Year Released: 2011
MPAA Rating: Unrated
Running Time: 95 minutes
Click to Expand Credits:
As much as I like the idea of hybrid cars – I don’t own one yet, but in the words of Denis Leary, “When I get some money…” – they avoid one problem for another: 50% of electricity in the US comes from coal. The “environmentally conscious” chunk of a hybrid’s power comes from the stuff that, ages ago, heated homes and ran locomotives. To get much of today’s electricity, companies strip down mountains for coal, ship it to a processor, then burn it so the fumes can turn a generator. And we thought the internal combustion gas engine has low efficiency. (For the record: a gas engine is about 40% efficient).
In an attention-getting move, the new documentary “The Last Mountain” stresses the “50% coal” fact in an onscreen title before showing a series of mountains being blown up for their resources. Effectively, the opening shows the undeniable facts that pro-coal citizens and agencies are avoiding. Director Bill Haney delivers a worthy expose on one the most pressing issues in America. We can’t call it novel, since it is very similar to David Novack’s equally worthy 2008 release, “Burning the Future: Coal in America.” (Some of the talking heads are even the same.) Though competition isn’t a factor in call-to-action cinema: the end credits reveal that Novack provided content for this production.

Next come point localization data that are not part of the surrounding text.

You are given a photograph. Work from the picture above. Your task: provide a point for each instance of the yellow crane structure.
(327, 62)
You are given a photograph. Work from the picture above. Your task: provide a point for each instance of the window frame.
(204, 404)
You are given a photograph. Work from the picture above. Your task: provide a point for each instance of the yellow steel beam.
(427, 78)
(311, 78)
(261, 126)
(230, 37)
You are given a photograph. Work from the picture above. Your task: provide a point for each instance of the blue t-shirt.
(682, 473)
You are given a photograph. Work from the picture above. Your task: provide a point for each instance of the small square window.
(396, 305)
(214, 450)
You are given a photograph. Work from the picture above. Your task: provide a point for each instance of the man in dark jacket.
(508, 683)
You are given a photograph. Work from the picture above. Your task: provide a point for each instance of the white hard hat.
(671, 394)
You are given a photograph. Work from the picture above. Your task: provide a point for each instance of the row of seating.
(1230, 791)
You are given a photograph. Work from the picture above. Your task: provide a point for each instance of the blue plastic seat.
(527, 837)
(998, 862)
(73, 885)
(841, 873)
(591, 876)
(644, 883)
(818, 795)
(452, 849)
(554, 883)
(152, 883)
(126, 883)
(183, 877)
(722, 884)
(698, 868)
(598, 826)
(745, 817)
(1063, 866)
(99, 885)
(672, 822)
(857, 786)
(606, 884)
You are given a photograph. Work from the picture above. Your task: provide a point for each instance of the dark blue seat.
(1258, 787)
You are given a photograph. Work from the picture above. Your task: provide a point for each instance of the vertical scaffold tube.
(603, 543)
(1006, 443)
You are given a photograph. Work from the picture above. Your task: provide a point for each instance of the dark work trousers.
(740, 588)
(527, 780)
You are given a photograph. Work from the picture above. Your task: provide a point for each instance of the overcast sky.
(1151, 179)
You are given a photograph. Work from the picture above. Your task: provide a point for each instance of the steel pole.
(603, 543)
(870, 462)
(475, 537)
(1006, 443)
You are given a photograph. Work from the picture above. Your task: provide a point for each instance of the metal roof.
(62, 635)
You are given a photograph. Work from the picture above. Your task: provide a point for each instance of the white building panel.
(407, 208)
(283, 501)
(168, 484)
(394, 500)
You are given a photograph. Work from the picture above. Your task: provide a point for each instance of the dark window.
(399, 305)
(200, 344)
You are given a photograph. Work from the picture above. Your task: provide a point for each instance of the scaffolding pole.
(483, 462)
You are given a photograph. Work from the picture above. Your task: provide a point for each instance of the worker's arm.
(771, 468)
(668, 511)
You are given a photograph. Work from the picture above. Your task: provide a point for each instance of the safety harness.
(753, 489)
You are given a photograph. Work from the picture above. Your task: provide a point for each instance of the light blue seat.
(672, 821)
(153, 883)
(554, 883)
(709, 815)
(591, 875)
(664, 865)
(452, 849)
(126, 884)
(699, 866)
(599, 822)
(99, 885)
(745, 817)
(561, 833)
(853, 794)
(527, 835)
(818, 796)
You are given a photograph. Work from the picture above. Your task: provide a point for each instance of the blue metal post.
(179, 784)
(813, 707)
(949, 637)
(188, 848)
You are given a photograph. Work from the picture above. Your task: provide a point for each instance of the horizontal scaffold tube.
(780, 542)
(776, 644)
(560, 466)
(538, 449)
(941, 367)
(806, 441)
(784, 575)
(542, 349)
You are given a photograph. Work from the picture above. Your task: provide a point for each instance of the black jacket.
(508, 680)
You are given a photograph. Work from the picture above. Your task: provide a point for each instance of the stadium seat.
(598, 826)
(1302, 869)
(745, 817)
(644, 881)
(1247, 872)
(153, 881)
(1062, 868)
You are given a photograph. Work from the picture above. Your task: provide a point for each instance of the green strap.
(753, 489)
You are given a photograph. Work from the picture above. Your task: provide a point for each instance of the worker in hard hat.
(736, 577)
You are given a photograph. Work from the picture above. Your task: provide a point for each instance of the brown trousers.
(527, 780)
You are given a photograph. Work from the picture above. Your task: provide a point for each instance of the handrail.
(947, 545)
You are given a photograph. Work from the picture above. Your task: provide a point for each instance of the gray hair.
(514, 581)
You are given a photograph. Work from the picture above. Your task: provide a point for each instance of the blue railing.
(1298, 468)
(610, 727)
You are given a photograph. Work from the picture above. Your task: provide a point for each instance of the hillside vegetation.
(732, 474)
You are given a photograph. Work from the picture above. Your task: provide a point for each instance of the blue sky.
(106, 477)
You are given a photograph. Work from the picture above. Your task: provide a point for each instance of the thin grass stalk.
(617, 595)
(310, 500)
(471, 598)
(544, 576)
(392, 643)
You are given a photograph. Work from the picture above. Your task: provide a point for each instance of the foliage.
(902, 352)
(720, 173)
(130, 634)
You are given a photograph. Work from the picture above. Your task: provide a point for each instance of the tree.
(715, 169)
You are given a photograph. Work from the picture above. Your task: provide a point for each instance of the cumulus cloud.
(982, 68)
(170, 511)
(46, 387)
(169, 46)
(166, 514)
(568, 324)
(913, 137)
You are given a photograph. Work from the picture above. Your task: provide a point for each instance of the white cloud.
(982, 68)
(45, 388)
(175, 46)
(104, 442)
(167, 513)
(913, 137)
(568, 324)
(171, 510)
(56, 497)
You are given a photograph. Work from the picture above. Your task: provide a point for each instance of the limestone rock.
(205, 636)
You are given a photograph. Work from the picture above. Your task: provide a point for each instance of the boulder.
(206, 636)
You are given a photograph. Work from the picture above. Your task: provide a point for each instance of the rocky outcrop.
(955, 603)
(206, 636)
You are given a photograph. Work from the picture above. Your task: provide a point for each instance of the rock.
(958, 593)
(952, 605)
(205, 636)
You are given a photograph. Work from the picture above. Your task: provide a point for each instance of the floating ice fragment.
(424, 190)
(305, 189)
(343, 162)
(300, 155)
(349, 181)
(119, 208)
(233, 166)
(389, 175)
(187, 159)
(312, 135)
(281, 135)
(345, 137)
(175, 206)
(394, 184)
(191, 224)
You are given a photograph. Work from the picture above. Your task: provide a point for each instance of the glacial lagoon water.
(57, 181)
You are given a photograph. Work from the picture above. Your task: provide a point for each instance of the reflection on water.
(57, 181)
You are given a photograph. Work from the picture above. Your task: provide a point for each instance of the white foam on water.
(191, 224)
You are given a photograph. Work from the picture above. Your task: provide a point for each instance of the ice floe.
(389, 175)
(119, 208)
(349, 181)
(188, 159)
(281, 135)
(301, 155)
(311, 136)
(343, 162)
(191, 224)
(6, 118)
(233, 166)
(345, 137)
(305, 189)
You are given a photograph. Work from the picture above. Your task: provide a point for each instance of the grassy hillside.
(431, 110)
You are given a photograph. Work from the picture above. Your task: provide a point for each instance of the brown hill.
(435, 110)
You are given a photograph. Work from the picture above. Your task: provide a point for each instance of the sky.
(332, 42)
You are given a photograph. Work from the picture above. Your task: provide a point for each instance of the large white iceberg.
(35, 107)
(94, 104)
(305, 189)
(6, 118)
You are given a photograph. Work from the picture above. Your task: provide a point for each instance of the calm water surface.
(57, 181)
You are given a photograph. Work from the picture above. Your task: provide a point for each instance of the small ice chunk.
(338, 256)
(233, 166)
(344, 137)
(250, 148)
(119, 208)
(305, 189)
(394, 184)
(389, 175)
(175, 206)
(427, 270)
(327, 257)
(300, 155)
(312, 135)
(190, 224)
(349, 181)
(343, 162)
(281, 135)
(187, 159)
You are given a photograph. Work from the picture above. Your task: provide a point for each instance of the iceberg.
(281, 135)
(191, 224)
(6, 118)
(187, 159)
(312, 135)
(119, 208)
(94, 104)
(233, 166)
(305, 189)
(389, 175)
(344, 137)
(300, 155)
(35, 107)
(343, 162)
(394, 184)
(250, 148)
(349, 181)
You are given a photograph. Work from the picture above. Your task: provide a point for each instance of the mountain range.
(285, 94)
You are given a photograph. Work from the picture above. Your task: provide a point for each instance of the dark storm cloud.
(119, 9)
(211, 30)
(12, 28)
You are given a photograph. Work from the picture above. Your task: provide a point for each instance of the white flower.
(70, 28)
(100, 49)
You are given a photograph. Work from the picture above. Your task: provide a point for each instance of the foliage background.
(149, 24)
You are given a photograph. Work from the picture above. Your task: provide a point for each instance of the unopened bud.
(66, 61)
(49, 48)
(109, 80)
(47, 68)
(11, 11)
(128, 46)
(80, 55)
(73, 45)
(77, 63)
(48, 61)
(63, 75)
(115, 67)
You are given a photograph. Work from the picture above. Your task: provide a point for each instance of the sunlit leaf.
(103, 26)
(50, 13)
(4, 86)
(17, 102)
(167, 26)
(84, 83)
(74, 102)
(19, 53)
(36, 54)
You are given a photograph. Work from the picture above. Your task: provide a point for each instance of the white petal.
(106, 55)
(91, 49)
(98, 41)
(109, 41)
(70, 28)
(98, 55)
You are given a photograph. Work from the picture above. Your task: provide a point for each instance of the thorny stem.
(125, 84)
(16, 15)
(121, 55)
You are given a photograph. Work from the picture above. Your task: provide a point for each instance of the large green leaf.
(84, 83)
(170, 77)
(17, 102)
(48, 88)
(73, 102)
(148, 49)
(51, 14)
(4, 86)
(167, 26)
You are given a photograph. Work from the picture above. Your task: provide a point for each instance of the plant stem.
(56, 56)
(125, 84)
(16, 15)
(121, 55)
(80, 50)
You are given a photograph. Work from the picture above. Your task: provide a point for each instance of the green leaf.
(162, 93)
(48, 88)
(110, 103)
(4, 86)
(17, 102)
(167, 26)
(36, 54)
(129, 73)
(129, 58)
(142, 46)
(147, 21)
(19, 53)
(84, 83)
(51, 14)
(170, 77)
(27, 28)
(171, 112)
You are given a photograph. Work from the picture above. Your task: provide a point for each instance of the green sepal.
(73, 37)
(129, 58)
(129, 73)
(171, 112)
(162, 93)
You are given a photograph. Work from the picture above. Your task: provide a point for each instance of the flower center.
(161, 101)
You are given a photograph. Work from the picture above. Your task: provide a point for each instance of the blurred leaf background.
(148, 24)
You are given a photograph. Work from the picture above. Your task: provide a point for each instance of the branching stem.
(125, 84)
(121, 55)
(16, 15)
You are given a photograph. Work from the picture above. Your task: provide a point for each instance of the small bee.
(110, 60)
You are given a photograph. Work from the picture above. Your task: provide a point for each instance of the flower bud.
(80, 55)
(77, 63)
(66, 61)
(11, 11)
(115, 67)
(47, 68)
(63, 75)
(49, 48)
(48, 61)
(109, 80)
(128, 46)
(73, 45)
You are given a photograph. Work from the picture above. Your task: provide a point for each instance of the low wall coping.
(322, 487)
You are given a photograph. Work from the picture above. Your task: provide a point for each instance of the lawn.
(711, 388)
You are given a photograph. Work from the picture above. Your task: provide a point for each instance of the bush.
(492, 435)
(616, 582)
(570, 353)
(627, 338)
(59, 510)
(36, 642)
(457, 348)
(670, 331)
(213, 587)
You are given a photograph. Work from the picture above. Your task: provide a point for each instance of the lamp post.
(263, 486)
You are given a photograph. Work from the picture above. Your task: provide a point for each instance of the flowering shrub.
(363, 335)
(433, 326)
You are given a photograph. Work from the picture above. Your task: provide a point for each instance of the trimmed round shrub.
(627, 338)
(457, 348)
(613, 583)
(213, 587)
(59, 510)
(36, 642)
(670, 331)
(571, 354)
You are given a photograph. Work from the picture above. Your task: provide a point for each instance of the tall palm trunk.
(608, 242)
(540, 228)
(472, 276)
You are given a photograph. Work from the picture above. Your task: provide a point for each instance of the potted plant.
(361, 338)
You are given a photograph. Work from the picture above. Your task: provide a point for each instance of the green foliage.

And yet, “Mountain” has a major advantage over Novack’s film: Robert Kennedy Jr. The author of “Crimes Against Nature” and a life-long activist, Kennedy appears at various events (on his own dime) to promote the anti-coal cause in West Virginia, the specific focus of this film. Haney covers Kennedy extensively, knowing that he’s the star of the production and rightfully expands the attention beyond the locale and interest groups. Yet, the locals have a deep rooted passion to the cause. Kennedy meets with Maria Gunnoe, an award winner for her activism and a lifelong resident who works as a server in between countless protest events. Like other activists featured, Gunnoe has family who worked in coal, and their connections to the land urge their activism in different ways. Ed Wiley works to get his granddaughter’s school moved away from coal facility, which casts toxic dust into the air and leaks toxins from its waste swap.
The villain of the film is Massey Energy, whose representatives (former CEO and workers) and supporters Bill Raney, President of WVA Coal, and governor Joe Manchin return to the business-over-environment argument: they cannot risk job loss. Yet, as the film points out, mass production of coal (mountain blasting) has cut more jobs than traditional cave mining (though this form has its own problems). The film clarifies how profit and product can dominate health issues and justice. The pro-big-business Bush administration changed wording in legislation to weaken regulation of coal production, though Obama’s has been slow to remedy it. While protest seems strong, this depiction is equally enlightening and frustrating, as a resolution seems unlikely.
This film is a case where content trumps any criticisms about the style. Haney’s film relates information with clarity sans any special flourish. I appreciate the clarity, since embellishments could direct us away from the case at hand. In short, this film – and “Burning the Future,” for the record – must be seen by anyone not already in the know. And if you are already aware but less motivated, let this be a reminder of a crime that must be stopped.